Much like the indictment Mueller filed last month charging a different group of Russians in a social media trolling and illegal-ad-buying scheme, the possible new charges are expected to rely heavily on secret intelligence gathered by the CIA, the FBI, the National Security Agency (NSA) and the Department of Homeland Security (DHS), several of the officials say. […] Mueller’s consideration of charges accusing Russians in the hacking case has not been reported previously. Sources say he has long had sufficient evidence to make a case, but strategic issues could dictate the timing. Potential charges include violations of statutes on conspiracy, election law as well as the Computer Fraud and Abuse Act.
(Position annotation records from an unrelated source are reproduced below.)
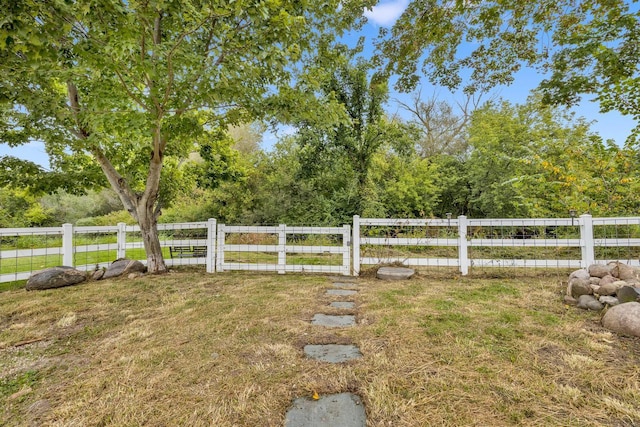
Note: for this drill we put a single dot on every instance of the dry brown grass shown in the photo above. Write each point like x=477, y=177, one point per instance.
x=226, y=350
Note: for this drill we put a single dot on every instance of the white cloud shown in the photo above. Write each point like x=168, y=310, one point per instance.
x=385, y=14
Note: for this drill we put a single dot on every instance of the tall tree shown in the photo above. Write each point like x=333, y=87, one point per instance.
x=133, y=83
x=442, y=128
x=357, y=133
x=584, y=46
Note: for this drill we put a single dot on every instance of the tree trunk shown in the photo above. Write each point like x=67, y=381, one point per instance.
x=149, y=230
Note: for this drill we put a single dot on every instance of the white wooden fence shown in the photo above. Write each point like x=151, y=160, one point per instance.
x=186, y=244
x=468, y=234
x=282, y=246
x=460, y=243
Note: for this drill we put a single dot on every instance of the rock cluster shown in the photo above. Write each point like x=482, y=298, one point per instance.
x=615, y=285
x=57, y=277
x=601, y=285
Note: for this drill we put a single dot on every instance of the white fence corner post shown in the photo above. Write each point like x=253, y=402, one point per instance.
x=463, y=245
x=346, y=247
x=282, y=248
x=122, y=241
x=355, y=245
x=220, y=249
x=211, y=245
x=586, y=240
x=67, y=245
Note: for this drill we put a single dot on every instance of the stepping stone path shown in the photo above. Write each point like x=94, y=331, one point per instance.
x=336, y=410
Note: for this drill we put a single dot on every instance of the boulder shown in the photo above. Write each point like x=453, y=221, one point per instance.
x=622, y=271
x=610, y=301
x=611, y=288
x=588, y=302
x=607, y=279
x=628, y=294
x=580, y=274
x=623, y=319
x=124, y=266
x=599, y=270
x=579, y=286
x=55, y=277
x=97, y=275
x=395, y=273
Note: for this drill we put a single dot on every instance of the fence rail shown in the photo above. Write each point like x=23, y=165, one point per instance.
x=277, y=242
x=456, y=242
x=584, y=240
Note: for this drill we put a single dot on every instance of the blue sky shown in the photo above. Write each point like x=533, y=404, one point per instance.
x=610, y=125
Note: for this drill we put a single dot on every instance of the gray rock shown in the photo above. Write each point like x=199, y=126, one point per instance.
x=98, y=274
x=611, y=288
x=124, y=266
x=623, y=271
x=568, y=299
x=607, y=279
x=341, y=292
x=580, y=274
x=623, y=319
x=332, y=353
x=599, y=270
x=608, y=300
x=579, y=286
x=395, y=273
x=345, y=285
x=628, y=294
x=333, y=321
x=55, y=277
x=336, y=410
x=588, y=302
x=38, y=409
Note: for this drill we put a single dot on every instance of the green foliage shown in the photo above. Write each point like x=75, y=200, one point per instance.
x=111, y=218
x=132, y=86
x=20, y=208
x=587, y=47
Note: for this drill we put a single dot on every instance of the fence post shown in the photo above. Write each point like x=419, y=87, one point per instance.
x=355, y=245
x=346, y=255
x=282, y=248
x=211, y=245
x=220, y=248
x=122, y=241
x=586, y=240
x=67, y=245
x=463, y=245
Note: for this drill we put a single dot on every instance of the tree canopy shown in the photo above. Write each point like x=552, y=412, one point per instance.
x=132, y=84
x=582, y=47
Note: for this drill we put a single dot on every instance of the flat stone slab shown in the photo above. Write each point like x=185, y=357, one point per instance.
x=335, y=410
x=344, y=285
x=343, y=304
x=332, y=353
x=342, y=292
x=333, y=321
x=395, y=273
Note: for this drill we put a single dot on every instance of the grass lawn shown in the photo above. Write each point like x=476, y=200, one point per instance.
x=197, y=349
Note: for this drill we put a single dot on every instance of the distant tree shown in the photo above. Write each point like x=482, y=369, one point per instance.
x=359, y=132
x=583, y=46
x=442, y=125
x=531, y=160
x=133, y=84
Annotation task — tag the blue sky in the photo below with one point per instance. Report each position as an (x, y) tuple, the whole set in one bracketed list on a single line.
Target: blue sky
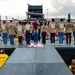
[(18, 8)]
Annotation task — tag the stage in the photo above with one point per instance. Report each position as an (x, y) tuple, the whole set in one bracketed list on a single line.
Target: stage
[(47, 60)]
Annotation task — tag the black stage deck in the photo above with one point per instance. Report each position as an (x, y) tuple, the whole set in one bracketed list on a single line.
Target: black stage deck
[(36, 61)]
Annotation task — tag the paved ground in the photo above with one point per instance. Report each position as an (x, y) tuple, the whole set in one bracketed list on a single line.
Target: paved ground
[(35, 61)]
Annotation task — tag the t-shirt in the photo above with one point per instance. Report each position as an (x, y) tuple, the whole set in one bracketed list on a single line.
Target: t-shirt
[(12, 28), (43, 28), (68, 28), (4, 28), (3, 58), (61, 27), (52, 27), (27, 27), (20, 30)]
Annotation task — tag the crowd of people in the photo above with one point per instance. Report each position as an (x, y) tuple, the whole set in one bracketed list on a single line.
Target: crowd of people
[(34, 31)]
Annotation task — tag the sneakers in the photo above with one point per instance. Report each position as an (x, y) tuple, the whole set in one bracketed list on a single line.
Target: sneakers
[(52, 43)]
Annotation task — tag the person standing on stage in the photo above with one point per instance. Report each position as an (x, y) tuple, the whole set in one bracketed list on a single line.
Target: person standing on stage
[(12, 28), (27, 28), (61, 31), (43, 32), (20, 33), (31, 31), (74, 32), (52, 31), (39, 30), (4, 29), (35, 29), (68, 32)]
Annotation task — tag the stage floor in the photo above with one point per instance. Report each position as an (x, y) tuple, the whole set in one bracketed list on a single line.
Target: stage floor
[(35, 61)]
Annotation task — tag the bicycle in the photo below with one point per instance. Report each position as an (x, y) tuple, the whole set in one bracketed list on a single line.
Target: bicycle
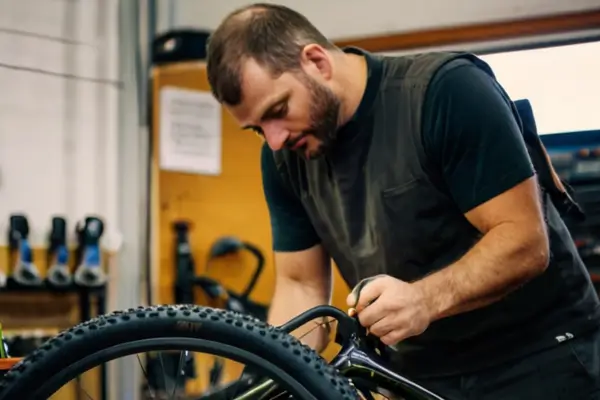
[(299, 370)]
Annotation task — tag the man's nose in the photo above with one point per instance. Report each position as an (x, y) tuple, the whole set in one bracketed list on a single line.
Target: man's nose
[(275, 135)]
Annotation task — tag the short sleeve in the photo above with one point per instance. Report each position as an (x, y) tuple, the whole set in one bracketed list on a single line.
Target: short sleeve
[(291, 227), (471, 133)]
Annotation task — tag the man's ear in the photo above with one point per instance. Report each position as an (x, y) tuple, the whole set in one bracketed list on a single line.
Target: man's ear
[(315, 60)]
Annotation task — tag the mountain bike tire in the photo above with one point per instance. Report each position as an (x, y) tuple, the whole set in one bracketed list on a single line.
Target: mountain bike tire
[(114, 335)]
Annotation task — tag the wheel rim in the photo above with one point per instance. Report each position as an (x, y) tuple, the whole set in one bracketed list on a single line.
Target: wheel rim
[(58, 380)]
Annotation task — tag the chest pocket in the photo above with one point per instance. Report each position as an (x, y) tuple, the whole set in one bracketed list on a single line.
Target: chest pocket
[(420, 232)]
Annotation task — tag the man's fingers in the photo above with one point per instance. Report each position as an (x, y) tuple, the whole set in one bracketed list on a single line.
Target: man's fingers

The sources say the possible new indictment — or more than one, if that’s how Mueller’s office decides to proceed — would delve into the details of, and the people behind, the Russian intelligence operation that used hackers to penetrate computer networks and steal emails of both the Democratic National Committee (DNC) and Clinton campaign chairman John Podesta.

Several political pundits and tech analysts have long said the DNC “hack” was not a hack, but rather a leak from someone inside the organization.

Earlier this month, internet entrepreneur Kim Dotcom took to Twitter to once again attempt to dispel the mainstream narrative surrounding the Democratic National Committee hacking scandal.

“Let me assure you, the DNC hack wasn’t even a hack. It was an insider with a memory stick. I know this because I know who did it and why,” adding “Special Counsel Mueller is not interested in my evidence. My lawyers wrote to him twice. He never replied. 360 pounds!” tweeted Dotcom.

In her book, “Hacks: The Inside Story of the Break-ins and Breakdowns that Put Donald Trump in the White House,” Democrat operative Donna Brazile admits the DNC allowed alleged Russian hackers to steal data from the party’s servers.

Brazile claims the only way to have blocked Russian hackers from DNC servers was to rebuild them. This is impossible to do, as it would have impacted the party’s ability to ‘manage the primaries.’

Daily Caller reports:

Donna Brazile says in her new book the Democratic National Committee (DNC) went against professional advice and sat idly for a month while Russians stole data because primaries were still underway in a number of states.

In May, when CrowdStrike recommended that we take down our system and rebuild it, the DNC told them to wait a month, because the state primaries for the presidential election were still underway, and the party and the staff needed to be at their computers to manage these efforts,” Brazile wrote in her new book, “Hacks.”

“For a whole month, CrowdStrike watched Cozy Bear and Fancy Bear operating. Cozy Bear was the hacking force that had been in the DNC system for nearly a year.”

Cozy Bear and Fancy Bear are cybersecurity firms that have reported ties with Russian hackers. Both groups are blamed for the hacks on the DNC in 2016. CrowdStrike is a private U.S. cybersecurity firm that oversaw the protection of the DNC’s servers.